Here is a look at the state of play in the negotiations and the conditions needed to be in place for the United States to join an agreement Trump scrapped as soon as he took office.
WHAT ARE THE TPP AND CPTPP?
The original 12-member agreement was known as the TPP. It was a signature trade policy of Obama, but he was unable to secure Congressional support for the deal. It was thrown into limbo when Trump withdrew from the deal three days after his inauguration in January 2017, a move he said was aimed at protecting U.S. jobs.
Following the U.S. withdrawal, the remaining 11 countries renegotiated parts of the TPP, removing some of Washington’s demands.
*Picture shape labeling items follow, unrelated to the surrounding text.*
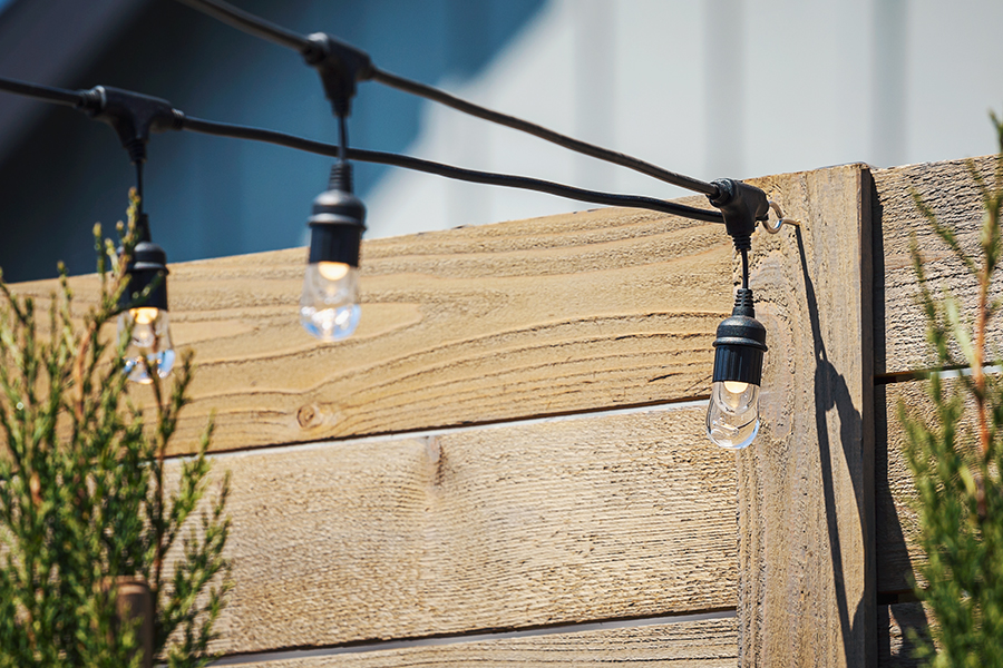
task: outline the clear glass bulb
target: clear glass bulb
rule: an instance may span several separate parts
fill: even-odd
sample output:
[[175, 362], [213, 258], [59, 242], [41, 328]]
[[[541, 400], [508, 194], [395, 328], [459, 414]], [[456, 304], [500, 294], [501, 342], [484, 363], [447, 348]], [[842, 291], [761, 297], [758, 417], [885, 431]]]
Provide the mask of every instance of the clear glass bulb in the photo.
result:
[[171, 344], [167, 312], [143, 306], [129, 308], [118, 316], [118, 335], [132, 326], [133, 336], [125, 352], [125, 373], [130, 381], [153, 382], [149, 370], [156, 365], [157, 375], [166, 379], [174, 369], [174, 346]]
[[747, 446], [759, 433], [759, 385], [719, 381], [707, 407], [707, 435], [731, 450]]
[[306, 265], [300, 322], [311, 336], [338, 341], [359, 326], [359, 269], [341, 262]]

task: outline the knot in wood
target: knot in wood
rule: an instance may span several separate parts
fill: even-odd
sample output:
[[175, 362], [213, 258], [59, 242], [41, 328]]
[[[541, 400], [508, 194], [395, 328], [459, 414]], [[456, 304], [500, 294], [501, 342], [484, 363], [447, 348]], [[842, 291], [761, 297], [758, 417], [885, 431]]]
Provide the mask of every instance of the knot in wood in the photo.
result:
[[300, 406], [300, 410], [296, 411], [296, 422], [299, 422], [300, 426], [303, 429], [314, 426], [319, 422], [317, 407], [309, 404]]

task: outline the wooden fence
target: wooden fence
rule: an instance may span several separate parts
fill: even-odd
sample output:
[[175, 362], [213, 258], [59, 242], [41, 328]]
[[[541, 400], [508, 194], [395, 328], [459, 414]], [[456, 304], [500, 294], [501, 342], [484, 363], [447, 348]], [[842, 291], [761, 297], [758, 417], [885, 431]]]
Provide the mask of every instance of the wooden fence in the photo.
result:
[[805, 224], [753, 237], [770, 351], [737, 455], [703, 435], [719, 225], [601, 209], [368, 242], [333, 345], [299, 330], [302, 249], [174, 265], [199, 370], [172, 454], [215, 410], [233, 472], [226, 661], [909, 665], [911, 234], [964, 294], [909, 191], [971, 245], [978, 198], [962, 163], [756, 183]]

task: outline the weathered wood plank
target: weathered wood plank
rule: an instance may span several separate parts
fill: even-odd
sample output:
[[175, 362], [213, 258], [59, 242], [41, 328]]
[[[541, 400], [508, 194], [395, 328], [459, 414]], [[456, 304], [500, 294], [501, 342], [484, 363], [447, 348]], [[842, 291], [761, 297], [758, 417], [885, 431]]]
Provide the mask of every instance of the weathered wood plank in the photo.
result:
[[733, 668], [737, 636], [733, 618], [709, 619], [243, 664], [242, 668], [549, 668], [555, 664]]
[[742, 666], [874, 666], [870, 193], [850, 165], [758, 181], [797, 232], [753, 238], [770, 352], [738, 455]]
[[733, 608], [733, 455], [682, 406], [250, 451], [226, 652]]
[[[956, 380], [943, 381], [951, 392]], [[886, 445], [876, 451], [875, 527], [877, 536], [877, 578], [879, 592], [912, 591], [912, 582], [921, 584], [924, 579], [916, 570], [926, 557], [917, 544], [919, 517], [914, 509], [916, 490], [913, 474], [905, 455], [905, 430], [898, 421], [898, 405], [902, 403], [914, 415], [923, 416], [928, 424], [935, 424], [935, 409], [929, 397], [929, 383], [914, 381], [894, 383], [884, 387], [886, 423], [880, 416], [879, 433], [887, 433]], [[879, 396], [880, 399], [880, 396]], [[974, 405], [956, 425], [960, 446], [975, 446]]]
[[918, 668], [913, 630], [924, 633], [931, 619], [921, 603], [878, 607], [878, 667]]
[[[977, 169], [991, 175], [995, 156], [976, 158]], [[952, 226], [962, 247], [978, 256], [983, 220], [982, 199], [965, 160], [926, 163], [874, 173], [874, 215], [880, 220], [875, 239], [875, 340], [877, 373], [898, 373], [936, 366], [926, 344], [926, 320], [918, 305], [916, 275], [909, 256], [913, 235], [924, 257], [924, 271], [939, 291], [946, 287], [958, 298], [965, 314], [972, 314], [975, 279], [921, 216], [913, 202], [918, 193], [938, 219]], [[993, 283], [993, 298], [1003, 296], [1003, 279]], [[1003, 336], [1003, 322], [991, 322], [990, 341]]]
[[721, 225], [633, 209], [377, 239], [337, 344], [300, 328], [302, 249], [172, 265], [201, 367], [174, 453], [213, 410], [223, 451], [707, 395], [731, 257]]

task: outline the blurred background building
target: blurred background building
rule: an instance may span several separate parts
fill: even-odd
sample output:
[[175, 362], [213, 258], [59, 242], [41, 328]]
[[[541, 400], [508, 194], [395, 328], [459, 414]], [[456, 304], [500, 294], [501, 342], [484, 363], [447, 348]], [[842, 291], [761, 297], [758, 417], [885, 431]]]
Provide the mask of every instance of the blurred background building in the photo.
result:
[[[323, 30], [382, 69], [704, 179], [992, 153], [1003, 107], [999, 0], [234, 0]], [[192, 116], [335, 140], [293, 52], [169, 0], [0, 0], [0, 76], [116, 86]], [[376, 84], [353, 146], [582, 187], [675, 197], [647, 177]], [[149, 145], [146, 209], [172, 262], [305, 243], [329, 158], [194, 134]], [[106, 126], [0, 94], [0, 266], [92, 271], [91, 226], [133, 170]], [[357, 166], [369, 237], [585, 208]]]

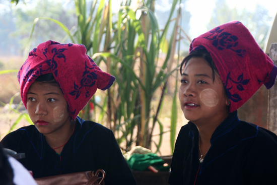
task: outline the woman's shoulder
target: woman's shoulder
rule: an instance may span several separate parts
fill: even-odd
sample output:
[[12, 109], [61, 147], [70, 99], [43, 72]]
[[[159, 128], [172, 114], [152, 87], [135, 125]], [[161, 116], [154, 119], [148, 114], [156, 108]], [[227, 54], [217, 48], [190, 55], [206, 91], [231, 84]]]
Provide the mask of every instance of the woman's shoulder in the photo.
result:
[[30, 140], [30, 138], [37, 138], [40, 134], [34, 125], [23, 127], [7, 134], [2, 140], [1, 144], [4, 147], [14, 150], [20, 143]]
[[277, 146], [277, 136], [273, 132], [255, 124], [240, 121], [239, 128], [241, 135], [247, 136], [262, 144], [262, 142], [271, 143]]
[[21, 137], [23, 134], [27, 134], [29, 135], [32, 133], [39, 134], [39, 132], [36, 128], [34, 125], [29, 125], [28, 126], [21, 127], [16, 131], [13, 131], [8, 134], [4, 138], [7, 137]]
[[94, 136], [110, 135], [112, 132], [101, 124], [90, 120], [83, 120], [78, 127], [81, 135], [92, 134]]

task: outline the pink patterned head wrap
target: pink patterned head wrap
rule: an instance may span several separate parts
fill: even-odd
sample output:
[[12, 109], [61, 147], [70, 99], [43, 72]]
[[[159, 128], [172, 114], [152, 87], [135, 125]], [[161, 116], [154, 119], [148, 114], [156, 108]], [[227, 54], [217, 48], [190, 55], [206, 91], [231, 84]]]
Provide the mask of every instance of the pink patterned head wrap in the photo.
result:
[[52, 73], [67, 102], [70, 117], [75, 119], [97, 89], [108, 89], [115, 80], [102, 72], [86, 52], [83, 45], [51, 40], [31, 51], [18, 74], [25, 107], [32, 84], [39, 76]]
[[275, 83], [277, 68], [240, 22], [219, 26], [192, 40], [189, 52], [211, 54], [231, 101], [230, 112], [246, 102], [263, 84]]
In March, they signed the Comprehensive and Progressive Agreement for Trans-Pacific Partnership (CPTPP), also known as TPP-11.
The trade deal becomes effective when ratified by six of the signatories. It will reduce tariffs in countries that together amount to more than 13 percent of the global economy – a total of $10 trillion (£7.01 trillion) in gross domestic product. With the United States, it would have represented 40 percent.